Jonny Ensall

I'm an editor, writer and presenter. Currently editor of easyJet Traveller magazine, writer for NME and presenter for Audible Originals. I’m also the former deputy editor of Time Out London.

Festival boozing and clubbing as a grown up: Hot Chip interview

Festival boozing and clubbing as a grown up: Hot Chip interview

It's raining as I approach the door to Joe Goddard’s studio, near Old Street. The man himself opens the door and ushers me downstairs to the band’s cosy, synth-packed lair, complete with funky orange walls and Prince albums in frames. It’s where the band begin work on their wobbly-disco bangers – the kind of sunshine songs that warm up even an overcast metropolis like this. This summer sees the group hit the main stage at Lovebox, but until then we can enjoy their sixth album, ‘Why Make Sense?’ – a compelling mix of Stevie Wonder-esque boogie, uplifting nods to house and rave, and off-kilter disco rhythms. It’s an album to dance to, though vocalist Alexis Taylor admits that his party lifestyle has shifted somewhat.

What did you get up to this weekend?

Alexis Taylor: ‘I was at a children’s party. They put silver foil over all of the windows and had disco lights, so you really felt like you were in club, but with five and six-year-olds running around and dancing to Katy Perry songs. Then an evening meal in a Wetherspoon’s.’

Sounds perfect. Are you still going clubbing with the grown-ups?

Joe Goddard: ‘I’m trying to live a bit more healthily than I did a few years ago. But I still appreciate those moments when you hear good music in a club and it makes you feel glad to be alive.’

Was recording this album good fun, or did it feel like going back to the office?

JG: ‘I’m not going to lie and say every moment of modern record production is a hoot. Someone always brings up the same idea: Hey, we could go to Compass Point Studios in the Bahamas! And then we end up in Kilburn for a month. That’s why we decided to go to a residential studio near Banbury.’

AT: ‘It wasn’t quite weed vapouriser the Happy Mondays in Jamaica.’

It produced some bangers, though. Is it true that Joe’s dad critiques your big tunes?

JG: ‘He will tell me if he thinks we ought to write another banger. He sometimes gives us critiques after gigs as well. At the last one his had broken down, so after the gig he was really annoyed – I think that clouded his judgement.’

There are some downbeat moments, too. Like Alexis’s lyrics on ‘Need You Now’, which seem to reference the treatment of hostages…

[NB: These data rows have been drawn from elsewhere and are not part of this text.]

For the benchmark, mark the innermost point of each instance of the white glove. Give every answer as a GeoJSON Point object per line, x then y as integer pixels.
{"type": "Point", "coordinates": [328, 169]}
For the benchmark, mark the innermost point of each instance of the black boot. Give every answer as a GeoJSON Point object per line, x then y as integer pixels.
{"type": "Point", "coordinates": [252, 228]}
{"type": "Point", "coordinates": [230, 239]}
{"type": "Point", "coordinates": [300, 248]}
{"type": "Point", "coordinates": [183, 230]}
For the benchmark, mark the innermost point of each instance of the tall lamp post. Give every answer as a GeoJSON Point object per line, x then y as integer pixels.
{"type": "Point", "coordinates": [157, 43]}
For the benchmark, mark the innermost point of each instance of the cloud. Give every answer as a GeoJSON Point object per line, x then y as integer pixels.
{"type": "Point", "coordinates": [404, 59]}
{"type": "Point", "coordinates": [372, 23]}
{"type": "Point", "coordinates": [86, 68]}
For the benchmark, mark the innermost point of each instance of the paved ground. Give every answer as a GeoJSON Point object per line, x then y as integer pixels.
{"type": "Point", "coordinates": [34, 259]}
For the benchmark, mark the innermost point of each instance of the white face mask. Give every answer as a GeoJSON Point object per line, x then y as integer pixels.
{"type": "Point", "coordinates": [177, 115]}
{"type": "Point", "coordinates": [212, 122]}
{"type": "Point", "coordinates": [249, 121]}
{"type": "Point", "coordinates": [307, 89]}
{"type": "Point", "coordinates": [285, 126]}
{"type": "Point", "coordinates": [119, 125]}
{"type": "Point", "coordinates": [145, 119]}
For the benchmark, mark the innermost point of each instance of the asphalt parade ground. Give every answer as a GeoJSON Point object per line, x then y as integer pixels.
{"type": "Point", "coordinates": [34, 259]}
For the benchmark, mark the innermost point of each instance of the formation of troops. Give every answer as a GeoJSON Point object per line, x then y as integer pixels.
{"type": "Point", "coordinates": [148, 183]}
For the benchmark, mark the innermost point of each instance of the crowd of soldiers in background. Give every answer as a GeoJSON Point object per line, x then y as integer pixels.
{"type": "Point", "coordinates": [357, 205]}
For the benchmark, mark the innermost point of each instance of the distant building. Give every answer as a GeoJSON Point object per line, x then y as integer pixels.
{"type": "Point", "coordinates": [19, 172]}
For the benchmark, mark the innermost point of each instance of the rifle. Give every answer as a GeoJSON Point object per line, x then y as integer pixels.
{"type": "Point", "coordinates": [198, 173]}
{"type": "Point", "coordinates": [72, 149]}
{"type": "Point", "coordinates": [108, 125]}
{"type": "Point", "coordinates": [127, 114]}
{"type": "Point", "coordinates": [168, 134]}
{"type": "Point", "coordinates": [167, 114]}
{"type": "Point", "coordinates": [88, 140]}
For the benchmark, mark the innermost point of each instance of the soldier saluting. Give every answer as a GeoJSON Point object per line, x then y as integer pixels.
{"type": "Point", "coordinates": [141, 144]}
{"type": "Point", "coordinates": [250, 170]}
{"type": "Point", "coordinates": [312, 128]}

AT: ‘The words were just about accepting the painful truth of what humanity’s capable of, in terms of acts of terrorism. And the loneliness of an individual who’s about to be beheaded. It’s about that really. I don’t have some grand solution. I was just feeling a bit miserable about the world.’

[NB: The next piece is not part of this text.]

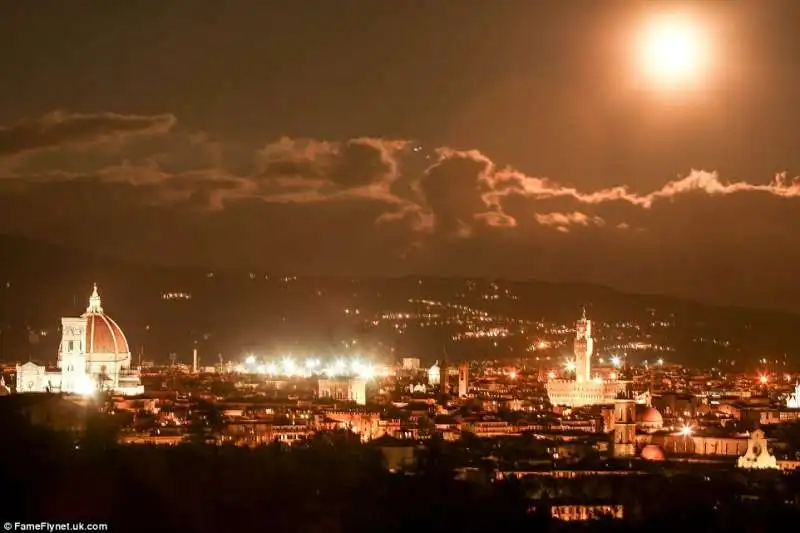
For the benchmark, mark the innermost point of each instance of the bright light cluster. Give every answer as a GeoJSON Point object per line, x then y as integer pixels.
{"type": "Point", "coordinates": [288, 367]}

Most modern pop isn’t so topical. In fact, songs like ‘Blurred Lines’ and ‘Uptown Funk’ are borrowing heavily from the past…

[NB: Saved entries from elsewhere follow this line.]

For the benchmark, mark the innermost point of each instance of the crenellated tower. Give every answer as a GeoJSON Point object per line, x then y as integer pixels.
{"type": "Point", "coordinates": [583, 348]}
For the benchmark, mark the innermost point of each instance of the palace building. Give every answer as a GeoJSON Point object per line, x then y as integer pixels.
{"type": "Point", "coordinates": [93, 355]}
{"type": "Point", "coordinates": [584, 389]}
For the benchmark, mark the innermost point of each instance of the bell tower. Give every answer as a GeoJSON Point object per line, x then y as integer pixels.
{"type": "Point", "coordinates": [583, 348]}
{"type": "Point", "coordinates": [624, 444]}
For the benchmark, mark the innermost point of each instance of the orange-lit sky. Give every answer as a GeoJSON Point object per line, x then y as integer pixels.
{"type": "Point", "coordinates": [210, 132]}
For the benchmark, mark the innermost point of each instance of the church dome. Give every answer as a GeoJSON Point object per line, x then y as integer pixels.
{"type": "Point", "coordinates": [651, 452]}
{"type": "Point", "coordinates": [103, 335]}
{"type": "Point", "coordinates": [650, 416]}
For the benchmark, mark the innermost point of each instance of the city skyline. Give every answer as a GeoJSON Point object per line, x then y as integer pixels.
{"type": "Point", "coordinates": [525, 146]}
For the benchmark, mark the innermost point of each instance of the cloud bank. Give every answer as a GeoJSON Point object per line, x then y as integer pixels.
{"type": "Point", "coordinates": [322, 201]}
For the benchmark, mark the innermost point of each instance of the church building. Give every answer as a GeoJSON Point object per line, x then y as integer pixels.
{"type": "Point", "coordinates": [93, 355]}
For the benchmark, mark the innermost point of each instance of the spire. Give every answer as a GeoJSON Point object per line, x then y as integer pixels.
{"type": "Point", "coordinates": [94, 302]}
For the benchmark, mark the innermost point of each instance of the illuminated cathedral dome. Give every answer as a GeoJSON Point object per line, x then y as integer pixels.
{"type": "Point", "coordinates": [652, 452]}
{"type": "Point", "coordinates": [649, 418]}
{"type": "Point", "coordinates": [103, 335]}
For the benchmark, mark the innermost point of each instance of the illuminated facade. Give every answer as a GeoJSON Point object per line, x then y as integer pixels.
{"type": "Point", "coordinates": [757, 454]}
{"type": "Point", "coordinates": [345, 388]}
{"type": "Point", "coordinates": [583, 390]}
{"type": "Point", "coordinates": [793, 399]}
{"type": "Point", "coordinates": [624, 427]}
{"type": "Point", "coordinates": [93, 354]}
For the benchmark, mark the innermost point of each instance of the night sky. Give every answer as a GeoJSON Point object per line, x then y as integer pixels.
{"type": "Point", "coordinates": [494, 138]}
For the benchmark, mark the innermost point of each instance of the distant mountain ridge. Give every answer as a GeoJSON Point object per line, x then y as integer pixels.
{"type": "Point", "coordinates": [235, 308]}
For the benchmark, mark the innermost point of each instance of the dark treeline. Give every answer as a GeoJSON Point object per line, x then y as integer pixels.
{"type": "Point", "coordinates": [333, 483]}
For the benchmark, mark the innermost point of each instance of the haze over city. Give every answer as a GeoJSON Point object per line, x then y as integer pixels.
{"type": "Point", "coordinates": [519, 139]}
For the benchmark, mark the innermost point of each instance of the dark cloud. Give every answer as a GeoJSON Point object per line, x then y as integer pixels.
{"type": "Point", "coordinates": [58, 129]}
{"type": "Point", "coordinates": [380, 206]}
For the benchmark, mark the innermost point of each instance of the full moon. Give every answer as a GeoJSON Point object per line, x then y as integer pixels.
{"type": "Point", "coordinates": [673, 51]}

JG: ‘Modern music is about recontextualising things from the past. The essence is to take bits from old tracks in clever ways. That’s the great and joyous thing about bands. Orange Juice were trying to sound like Chic, but the way that they got it wrong was so great.’

Hot Chip always pack a stylish punch. What are your tips for coming correct at a festival?

Owen Clarke: ‘Write off being stylish below the waist. That stuff is getting destroyed. Look to our feathered friends for inspiration. Does it make you look like a king? Wear it.’

Finally – how many cans of tepid lager is the ideal number for the perfect festival buzz?

OC: ‘Follow the rule of three. No beer until you pitch the tent. If the tent is up, you have a beer to celebrate. Then take a “stroller” can with you on your perambulation into festidom. After that you should have the “sit down” can. You probably need it.’